BANDUNG, ER3News.com – Gubernur Jawa Barat Dedi Mulyadi mengecam keras praktik pemotongan dana kompensasi bagi sopir angkutan kota (angkot) di Kabupaten Bogor. Ia menyebut tindakan tersebut sebagai bentuk premanisme, meski uang yang dipotong telah dikembalikan.
“Alhamdulillah kabarnya uangnya sudah dikembalikan. Tapi tetap, itu tindakan premanisme, meski dilakukan oleh pegawai berseragam atau kelompok organisasi,” tegas Dedi dalam pernyataannya melalui akun Instagram @dedimulyadi71 pada Sabtu (5/4/2025).
Dana kompensasi sebesar Rp1 juta diberikan kepada sopir angkot sebagai bagian dari kebijakan Pemerintah Provinsi Jawa Barat selama periode mudik Lebaran 2025. Namun, diketahui ada pemotongan sebesar Rp200 ribu oleh oknum yang mengatasnamakan sumbangan sukarela.
Tak tinggal diam, Dedi mengambil dua langkah tegas. Pertama, ia mengganti langsung potongan tersebut kepada para sopir. Kedua, ia menegaskan bahwa pelaku pemotongan akan tetap diproses hukum.

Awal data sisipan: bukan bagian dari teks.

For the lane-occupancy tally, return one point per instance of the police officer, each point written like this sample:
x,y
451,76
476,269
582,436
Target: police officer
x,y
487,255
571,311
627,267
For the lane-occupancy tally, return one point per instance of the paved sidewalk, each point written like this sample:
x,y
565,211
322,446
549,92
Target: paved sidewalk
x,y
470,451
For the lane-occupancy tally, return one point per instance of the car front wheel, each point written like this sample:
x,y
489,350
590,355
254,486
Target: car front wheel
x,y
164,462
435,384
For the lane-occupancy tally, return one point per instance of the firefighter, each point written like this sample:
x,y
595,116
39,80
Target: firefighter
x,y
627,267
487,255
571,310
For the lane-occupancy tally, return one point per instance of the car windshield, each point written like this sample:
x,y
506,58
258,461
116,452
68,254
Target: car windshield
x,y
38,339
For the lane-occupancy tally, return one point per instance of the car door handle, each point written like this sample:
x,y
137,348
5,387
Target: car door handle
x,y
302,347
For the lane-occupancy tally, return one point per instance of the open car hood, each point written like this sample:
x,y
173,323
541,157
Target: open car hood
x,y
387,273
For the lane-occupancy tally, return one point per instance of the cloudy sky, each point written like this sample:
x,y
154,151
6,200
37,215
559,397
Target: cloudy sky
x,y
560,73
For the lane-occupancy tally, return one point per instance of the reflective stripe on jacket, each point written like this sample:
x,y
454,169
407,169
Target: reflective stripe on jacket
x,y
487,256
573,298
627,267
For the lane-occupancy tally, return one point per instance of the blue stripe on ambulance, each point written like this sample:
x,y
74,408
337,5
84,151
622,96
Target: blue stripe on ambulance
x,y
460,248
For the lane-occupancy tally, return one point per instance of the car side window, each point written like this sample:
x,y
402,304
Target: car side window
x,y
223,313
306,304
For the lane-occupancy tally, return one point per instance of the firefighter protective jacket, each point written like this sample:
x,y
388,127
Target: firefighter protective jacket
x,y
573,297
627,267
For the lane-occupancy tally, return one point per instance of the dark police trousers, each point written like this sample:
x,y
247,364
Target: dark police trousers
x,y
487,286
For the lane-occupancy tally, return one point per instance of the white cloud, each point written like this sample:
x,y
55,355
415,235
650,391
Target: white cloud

“Untuk yang memotong dengan alasan bantuan sukarela, Anda tidak bisa tenang sebab saya akan proses hukum. Saya tidak suka uang kecil dipotong lagi. Saya tidak suka hal yang bersifat premanisme,” ujar Dedi.
Menurutnya, Rp200 ribu sangat berarti bagi keluarga sopir angkot. Dengan asumsi pengeluaran makan harian sebesar Rp50 ribu, uang itu bisa mencukupi kebutuhan empat hari.
Program kompensasi ini menyasar 1.322 sopir angkot di Kabupaten Bogor dan Cianjur, 463 pengemudi becak di Garut, Cirebon, dan Subang, serta 782 pengemudi delman di Garut, Tasikmalaya, dan Bandung Barat. Bantuan ini diberikan menyusul kebijakan pelarangan sementara operasional angkot, becak, dan delman guna memperlancar arus mudik dan balik.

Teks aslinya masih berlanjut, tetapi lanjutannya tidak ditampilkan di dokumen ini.